Home Artificial Intelligence “Eras” of Transformers The Data (Eras) ⌗ Era as a Sequence ⠿ The (Era)Transformer to the rescue 🤖 Results What’s Next? References

“Eras” of Transformers The Data (Eras) ⌗ Era as a Sequence ⠿ The (Era)Transformer to the rescue 🤖 Results What’s Next? References

“Eras” of Transformers
The Data (Eras) ⌗
Era as a Sequence ⠿
The (Era)Transformer to the rescue 🤖
What’s Next?

Processing a complete Numerai era directly with Transformers.

Just give me the code 🛠️:

If you happen to are latest to Numer.ai’s tournaments, following posts could be helpful to get context about this post.

May not be accurate. But still price a try… every thing (all) directly!

Illustration of knowledge set V2; https://docs.numer.ai/tournament/learn

I even have been attempting to work on these ideas for some time now. Initial experiments with LSTM didn’t succeed (possibly I couldn’t implement it properly back then). My initial trials with Transformers treated each row as as a sequence by utilizing embedding of 5 unique input values {0, 1, 2, 3, 4}. Nevertheless, It should find a way to process entire era directly, just by Transposing.

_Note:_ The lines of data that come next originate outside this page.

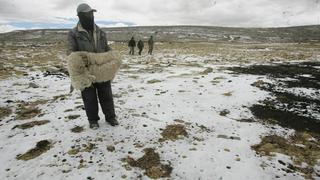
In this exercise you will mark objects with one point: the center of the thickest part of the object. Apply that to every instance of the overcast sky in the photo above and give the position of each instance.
(29, 14)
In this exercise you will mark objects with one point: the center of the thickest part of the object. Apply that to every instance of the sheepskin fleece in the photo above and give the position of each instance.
(86, 68)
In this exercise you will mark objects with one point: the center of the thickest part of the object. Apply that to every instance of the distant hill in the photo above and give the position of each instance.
(183, 33)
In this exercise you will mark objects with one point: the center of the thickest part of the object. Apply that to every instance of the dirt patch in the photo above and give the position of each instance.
(150, 162)
(31, 124)
(72, 117)
(271, 114)
(293, 109)
(41, 147)
(301, 147)
(77, 129)
(28, 110)
(206, 71)
(4, 112)
(173, 132)
(153, 81)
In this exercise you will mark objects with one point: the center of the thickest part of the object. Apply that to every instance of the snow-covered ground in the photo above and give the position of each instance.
(150, 92)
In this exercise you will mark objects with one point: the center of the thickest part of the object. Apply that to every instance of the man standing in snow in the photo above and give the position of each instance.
(88, 37)
(132, 45)
(140, 46)
(150, 44)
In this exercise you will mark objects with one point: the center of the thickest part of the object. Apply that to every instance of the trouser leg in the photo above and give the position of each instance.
(89, 97)
(106, 99)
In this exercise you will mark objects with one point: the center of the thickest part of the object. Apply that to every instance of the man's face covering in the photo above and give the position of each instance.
(87, 20)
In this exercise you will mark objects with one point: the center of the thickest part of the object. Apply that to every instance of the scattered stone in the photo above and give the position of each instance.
(33, 85)
(72, 117)
(224, 112)
(227, 94)
(207, 71)
(41, 147)
(259, 84)
(77, 129)
(173, 132)
(111, 148)
(153, 81)
(309, 153)
(246, 120)
(31, 124)
(73, 151)
(228, 137)
(28, 110)
(150, 162)
(138, 145)
(4, 112)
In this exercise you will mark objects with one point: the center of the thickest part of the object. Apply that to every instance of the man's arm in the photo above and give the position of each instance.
(107, 47)
(72, 43)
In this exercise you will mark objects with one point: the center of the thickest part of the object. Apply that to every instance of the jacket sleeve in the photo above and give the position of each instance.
(72, 43)
(107, 47)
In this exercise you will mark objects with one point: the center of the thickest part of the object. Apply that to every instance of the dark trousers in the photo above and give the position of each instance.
(150, 50)
(90, 96)
(131, 50)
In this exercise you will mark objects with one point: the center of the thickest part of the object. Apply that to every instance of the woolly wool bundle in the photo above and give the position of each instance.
(86, 68)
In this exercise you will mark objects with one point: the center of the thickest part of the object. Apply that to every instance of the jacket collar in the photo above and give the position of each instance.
(95, 30)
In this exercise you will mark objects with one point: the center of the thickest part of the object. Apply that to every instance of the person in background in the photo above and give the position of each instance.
(140, 46)
(150, 44)
(87, 36)
(132, 45)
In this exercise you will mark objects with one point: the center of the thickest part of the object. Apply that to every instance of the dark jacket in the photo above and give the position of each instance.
(80, 40)
(132, 43)
(140, 44)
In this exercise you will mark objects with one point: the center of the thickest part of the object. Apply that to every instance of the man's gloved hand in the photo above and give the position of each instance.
(71, 89)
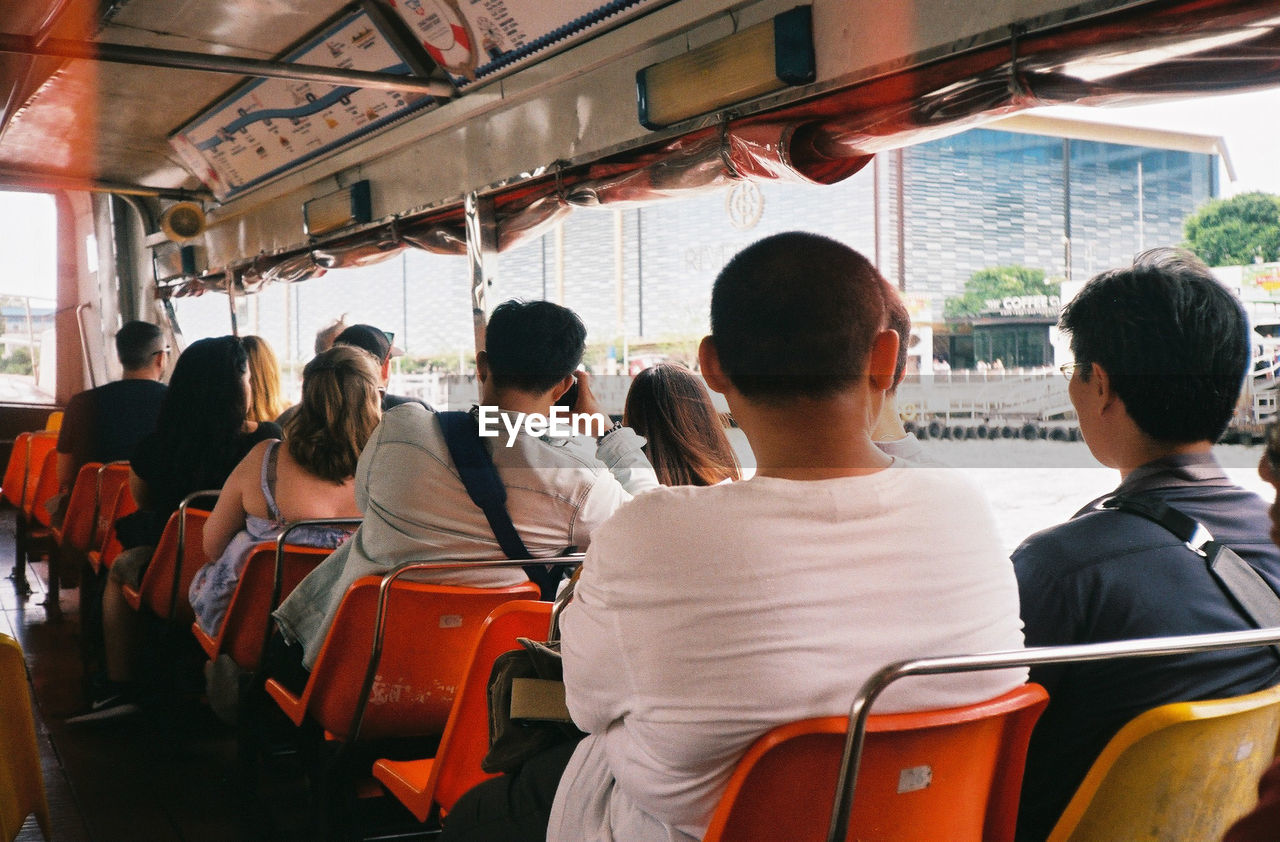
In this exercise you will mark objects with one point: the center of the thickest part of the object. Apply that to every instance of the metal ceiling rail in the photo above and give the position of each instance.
(158, 58)
(44, 181)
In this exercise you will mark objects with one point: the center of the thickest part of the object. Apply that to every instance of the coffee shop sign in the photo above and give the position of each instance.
(1023, 306)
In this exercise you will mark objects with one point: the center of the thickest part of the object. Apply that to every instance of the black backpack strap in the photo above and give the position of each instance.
(485, 489)
(1252, 595)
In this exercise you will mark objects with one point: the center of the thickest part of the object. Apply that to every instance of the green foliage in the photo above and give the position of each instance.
(1235, 232)
(997, 282)
(440, 362)
(17, 362)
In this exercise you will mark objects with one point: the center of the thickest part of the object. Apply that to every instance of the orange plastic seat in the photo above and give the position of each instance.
(936, 774)
(106, 543)
(76, 532)
(46, 486)
(174, 562)
(16, 470)
(32, 534)
(245, 626)
(39, 447)
(428, 635)
(429, 787)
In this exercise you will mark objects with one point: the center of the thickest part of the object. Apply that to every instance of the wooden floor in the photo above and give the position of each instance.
(167, 773)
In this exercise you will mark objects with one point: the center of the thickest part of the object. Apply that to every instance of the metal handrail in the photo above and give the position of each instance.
(379, 617)
(882, 678)
(182, 545)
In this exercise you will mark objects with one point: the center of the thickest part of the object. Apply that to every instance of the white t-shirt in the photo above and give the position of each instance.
(704, 617)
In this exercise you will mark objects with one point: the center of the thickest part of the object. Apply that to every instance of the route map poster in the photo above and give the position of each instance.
(270, 126)
(474, 37)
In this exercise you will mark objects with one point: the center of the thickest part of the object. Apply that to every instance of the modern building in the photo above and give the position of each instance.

A diagram of current implementation of EraTransformer
def pad_sequence(inputs, padding_value=-1, max_len=None):
if max_len is None:
max_len = max([input.shape[0] for input in inputs])
padded_inputs = []
masks = []
for input in inputs:
pad_len = max_len - input.shape[0]
padded_input = F.pad(input, (0, 0, 0, pad_len), value=padding_value)
mask = torch.ones((input.shape[0], 1), dtype=torch.float)
torch.cat((mask, torch.zeros((pad_len, 1), dtype=torch.float)), dim=0)
return torch.stack(padded_inputs), torch.stack(masks)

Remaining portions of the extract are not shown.